Readers weigh in on problems with the health care program:


Canada's Medicare program — phased in at the same time as the American
version — shows how we can make Medicare simpler and thriftier, while
simultaneously upgrading its coverage. Canada's program covers all
Canadians (not just the elderly) under a single public program in each
province, and bans co-payments and deductibles.

Patients can choose any doctor and hospital. Cutting out private
insurers and the complexity and fragmentation they impose has simplified
paperwork for patients, doctors and hospitals. Administrative costs are
roughly half United States levels, saving more than $1,000 per capita.

Over all, Medicare spending on the elderly has grown three times faster
in the United States than in Canada since 1980, while life expectancy
(for the elderly, as for all age groups) has grown faster in Canada.
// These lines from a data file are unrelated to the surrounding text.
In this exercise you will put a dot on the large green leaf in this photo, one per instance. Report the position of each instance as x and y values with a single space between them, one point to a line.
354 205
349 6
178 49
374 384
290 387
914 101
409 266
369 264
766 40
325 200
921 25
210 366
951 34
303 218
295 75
If
American Medicare costs had risen at Canadian rates, we'd have saved
more than $2 trillion by now, and Medicare's trust fund would show a
healthy surplus.

STEFFIE WOOLHANDLER
DAVID U. HIMMELSTEIN
New York, Feb. 20, 2013

The writers, internists and professors at the CUNY School of Public
Health at Hunter College, co-founded Physicians for a National Health
Program.

***

Medicare is headed for bankruptcy because it depends largely on
open-ended fee-for-service payment of almost any services providers
choose to deliver, at prices mainly determined by the providers.
Compounding the problem, most providers act like independent businesses
seeking to increase their income, regardless of whether they are
for-profit or investor-owned.

An effective Medicare fix would require a new payment system that
prospectively pays providers for comprehensive care at a rate set by a
single public payer. It would also need a not-for-profit medical care
system based on multispecialty doctor groups that pay physicians by
salary, thus minimizing incentives to deliver duplicative or unnecessary
care.

The new system would have to be mandatory for all citizens, including
legislators, and it would have to be financed by a progressive,
earmarked health care tax.

Obviously, such reform would be slow and difficult, but so would any
other change that threatened vested interests. All reform will depend on
an aroused public opinion.

ARNOLD S. RELMAN
Tucson, Feb. 21, 2013

The writer is professor emeritus of medicine and social medicine at
Harvard Medical School and a former editor in chief of The New England
Journal of Medicine.

http://www.nytimes.com/2013/02/24/opinion/sunday/sunday-dialogue-the-future-of-medicare.html?ref=opinion&pagewanted=all&_r=0


Comment: At a time when Congress and the Obama administration are
contemplating a reduction in Medicare spending as a means of paring down
our national budget deficit, it is important to remind the nation of the
beneficial changes that we could be making to the Medicare program that
would bring affordable, high quality care to everyone under a single
payer Medicare budget that we could afford. The messages of Steffie
Woolhandler, David Himmelstein and Arnold Relman need to drown out the
messages of those who would send Medicare down the wrong path.